Wildfire smoke is a growing concern due to continually rising exposures and links to numerous adverse health effects. Lipids are essential regulators of cellular health, yet their changes from wildfire smoke remain uncharacterized. To investigate molecular alterations driven by smoke inhalation, a lipidomic analysis of lung tissue from mice exposed to various wildfire simulations was performed. Smoke condensates were generated from three biomasses (pine needle, pine core, and eucalyptus) combusted under flaming (640 °C) and smoldering (500 °C) conditions. Six mouse groups were subjected to the different smoke condensate exposures, in addition to saline and lipopolysaccharide negative and positive control groups. Lung tissues were collected 4 h post-exposure and analyzed using a multidimensional platform coupling liquid chromatography, ion mobility spectrometry, and mass spectrometry. A total of 355 unique lipids were identified. Statistical comparisons between each wildfire condition and negative controls revealed 4-7 significantly altered lipids per condition (p < 0.05 and logFC| ≥ 1). Notably, all exposures resulted in an increased abundance of monosialodihexosylgangliosides (GM3s), the structurally simplest type of ganglioside. GM3 enrichment contributes to the formation of specialized microdomains including caveolae and lipid rafts, which can alter cell function regulation. Thus, to understand influenced molecular pathways, transcriptomic signatures from the same samples were evaluated. Here, differential expression was observed for genes involved in ganglioside metabolism, biosynthesis, and those regulated by gangliosides. These findings demonstrate concurrent changes across the transcriptome and lipidome in response to biomass smoke with many differentially expressed genes also implicated in inflammation and cancer, highlighting potential downstream effects of exposure.

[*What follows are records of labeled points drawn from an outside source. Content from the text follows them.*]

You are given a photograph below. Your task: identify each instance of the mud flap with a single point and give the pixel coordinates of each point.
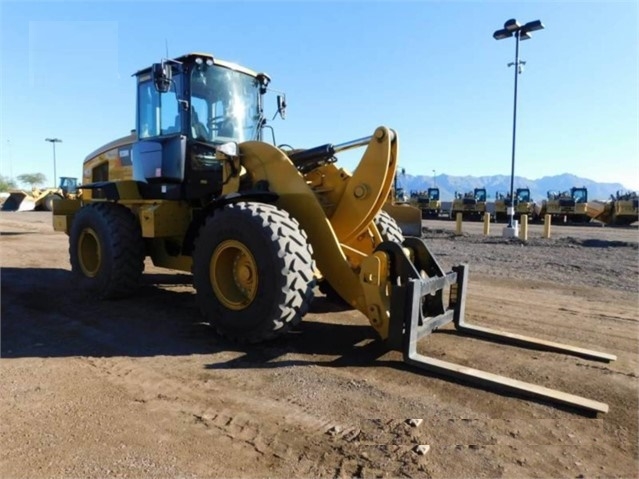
(418, 308)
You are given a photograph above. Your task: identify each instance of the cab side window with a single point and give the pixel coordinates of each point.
(158, 113)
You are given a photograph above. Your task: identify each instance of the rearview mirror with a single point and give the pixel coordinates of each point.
(162, 76)
(281, 106)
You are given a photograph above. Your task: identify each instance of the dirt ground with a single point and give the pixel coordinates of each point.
(141, 388)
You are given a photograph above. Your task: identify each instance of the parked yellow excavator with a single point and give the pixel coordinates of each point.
(40, 198)
(195, 188)
(621, 210)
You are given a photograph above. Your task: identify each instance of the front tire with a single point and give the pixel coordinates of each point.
(106, 250)
(253, 271)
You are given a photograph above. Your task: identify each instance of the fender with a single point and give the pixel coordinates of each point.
(200, 217)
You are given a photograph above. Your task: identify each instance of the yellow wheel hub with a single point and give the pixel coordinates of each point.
(233, 275)
(89, 253)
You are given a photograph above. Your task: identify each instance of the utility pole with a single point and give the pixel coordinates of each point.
(53, 141)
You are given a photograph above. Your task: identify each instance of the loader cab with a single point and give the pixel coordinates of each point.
(186, 108)
(68, 185)
(579, 195)
(523, 195)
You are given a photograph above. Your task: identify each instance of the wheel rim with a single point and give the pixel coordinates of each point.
(89, 254)
(233, 275)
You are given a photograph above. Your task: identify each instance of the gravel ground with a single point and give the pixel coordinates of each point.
(142, 388)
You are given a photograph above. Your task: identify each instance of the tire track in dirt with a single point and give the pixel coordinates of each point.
(268, 426)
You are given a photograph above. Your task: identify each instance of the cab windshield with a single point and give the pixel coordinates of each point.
(523, 196)
(224, 105)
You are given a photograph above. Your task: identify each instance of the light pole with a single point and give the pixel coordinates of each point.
(53, 142)
(512, 28)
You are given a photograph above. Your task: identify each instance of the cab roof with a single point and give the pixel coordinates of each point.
(190, 58)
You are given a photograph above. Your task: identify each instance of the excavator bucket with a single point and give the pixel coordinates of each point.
(407, 217)
(19, 201)
(418, 308)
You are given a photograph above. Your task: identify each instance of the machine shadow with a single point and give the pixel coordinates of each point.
(45, 314)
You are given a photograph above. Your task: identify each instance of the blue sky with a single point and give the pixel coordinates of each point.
(430, 70)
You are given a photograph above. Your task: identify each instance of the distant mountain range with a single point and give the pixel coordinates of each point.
(501, 183)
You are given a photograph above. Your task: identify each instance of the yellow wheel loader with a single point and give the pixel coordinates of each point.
(568, 206)
(40, 198)
(472, 204)
(196, 189)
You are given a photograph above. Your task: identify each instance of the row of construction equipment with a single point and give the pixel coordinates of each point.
(572, 206)
(259, 226)
(41, 198)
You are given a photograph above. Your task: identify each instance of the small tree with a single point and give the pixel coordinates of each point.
(32, 179)
(6, 183)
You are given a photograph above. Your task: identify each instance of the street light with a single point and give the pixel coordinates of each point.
(512, 28)
(53, 142)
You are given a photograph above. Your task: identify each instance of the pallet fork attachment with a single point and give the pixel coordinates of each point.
(418, 309)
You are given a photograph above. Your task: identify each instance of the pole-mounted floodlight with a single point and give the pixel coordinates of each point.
(512, 28)
(53, 141)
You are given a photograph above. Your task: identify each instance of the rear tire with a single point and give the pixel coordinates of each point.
(106, 250)
(253, 271)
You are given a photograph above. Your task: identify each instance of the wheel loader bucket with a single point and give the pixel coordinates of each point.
(407, 217)
(18, 201)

由于暴露风险持续上升以及与众多不良健康影响存在关联,野火烟雾日益受到关注。脂质是细胞健康的重要调节因子,然而它们在野火烟雾中的变化仍未得到明确表征。为了研究吸入烟雾所驱动的分子改变,对暴露于各种野火模拟环境下的小鼠肺组织进行了脂质组学分析。烟雾浓缩物由三种生物质(松针、松果和桉树叶)在明火(640°C)和阴燃(500°C)条件下燃烧产生。除了生理盐水以及脂多糖阴性和阳性对照组外,六个小鼠组接受了不同的烟雾浓缩物暴露。暴露4小时后收集肺组织,并使用耦合液相色谱、离子淌度光谱和质谱的多维平台进行分析。总共鉴定出355种独特的脂质。每种野火条件与阴性对照组之间的统计比较显示,每种条件下有4 - 7种脂质发生了显著变化(p < 0.05且|logFC|≥1)。值得注意的是,所有暴露均导致单唾液酸二己糖神经节苷脂(GM3s)丰度增加,GM3s是结构最简单的神经节苷脂类型。GM3的富集有助于形成包括小窝和脂筏在内的特殊微结构域,这可能会改变细胞功能调节。因此,为了了解受影响的分子途径,对相同样本的转录组特征进行了评估。在此,观察到参与神经节苷脂代谢、生物合成以及受神经节苷脂调节的基因存在差异表达。这些发现表明,响应生物质烟雾时,转录组和脂质组会同时发生变化,许多差异表达基因也与炎症和癌症有关,凸显了暴露的潜在下游效应。